If our approach to the parity commission question gives any wrong impressions on this score it would impede the full mobilization of the real Trotskyist forces. Judging from the eagerness with which the Pabloites are pushing for a quick session of the commission, they sense this very fact and are anxious to use the parity commission device to sow new confusion and promote new illusions. We therefore think it necessary to slow down a great deal on the commission action and stall off even a preliminary meeting indefinitely while we take plenty of time to work out our own perspectives and fully develop our own strategic and tactical course. Since the parity commission must in any case be strictly limited to the exchange of discussion material and nothing more, there is no need for haste in arranging a meeting and plenty of good reasons that can be advanced for delaying it.

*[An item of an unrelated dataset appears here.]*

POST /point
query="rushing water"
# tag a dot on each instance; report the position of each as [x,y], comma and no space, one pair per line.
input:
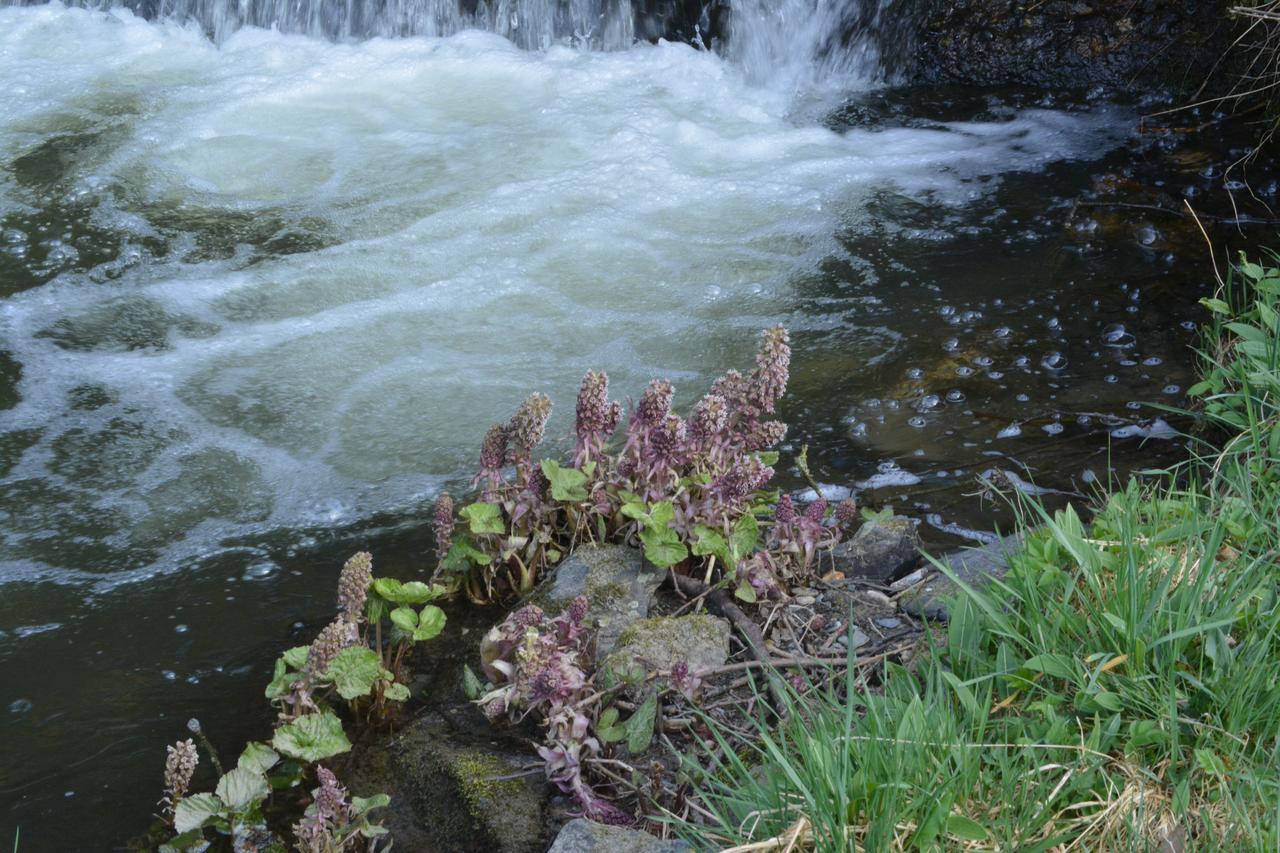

Our platform permits no common executive body with the Pabloites. It requires just the opposite since our stress is on the consolidation of the Trotskyist forces and a definitive separation from Pabloism. Hence nothing of an executive character gives any urgency to a parity commis-sion meeting. Our documents will not be designed for “common” discussion with the Pabloites but for clarification of the Trotskyists and the elaboration of the Trotskyist platform. We have nothing to negotiate with the Pabloites concerning the character and scope of discussion material. In fact we take a dubious view even of the proposed IC demand to have our own spokesmen in Pablo-dominated sections. That stipulation would work both ways and we don’t really need it, certainly not nearly as much as the Pabloites do. Thus all the parity commission can really do is exchange documents and there would be no point to a hasty meeting merely to agree that this would be done later on. And the IC will not be in a position to submit any documents to a parity commission until they have been thoroughly discussed among the IC supporters and approved by them.

We fully agree with the decision of the International Committee to concentrate now on the preparation of the basic discussion material intended to fully clarify our own forces and rally the confused elements to our side. We will undertake the drafting of a document on “World Perspectives” as the IC has requested but it will not be possible for us to promise it by Dec. 30 as suggested. While we have no intention of delaying the project, we do think it important that we be allowed whatever time will be found necessary to do a workman-like job on the draft. If you agree with us that there is no need for a forced pace in preparing the IC documents, we assume you will also agree to our undertaking the assignment on a necessarily elastic time schedule.

In addition to the discussion material already projected by the IC we believe a thorough analysis of the structure and functioning of the world movement along realistic democratic-centralist lines will be needed. In the so-called “unity” resolution of the rump congress, Pablo still harps on his pet theme of a “centralized world party.” We must spell out not only our rejection of Pablo’s false organizational line but also what we want the organizational norms to be as required by the realities of the movement. Considerable discussion will first be required among ourselves on this general subject and we plan to write further about it later on.

We shall look forward to further direct consultation with you on the points we have raised in this letter and on the manner in which these views should be introduced among our co-thinkers.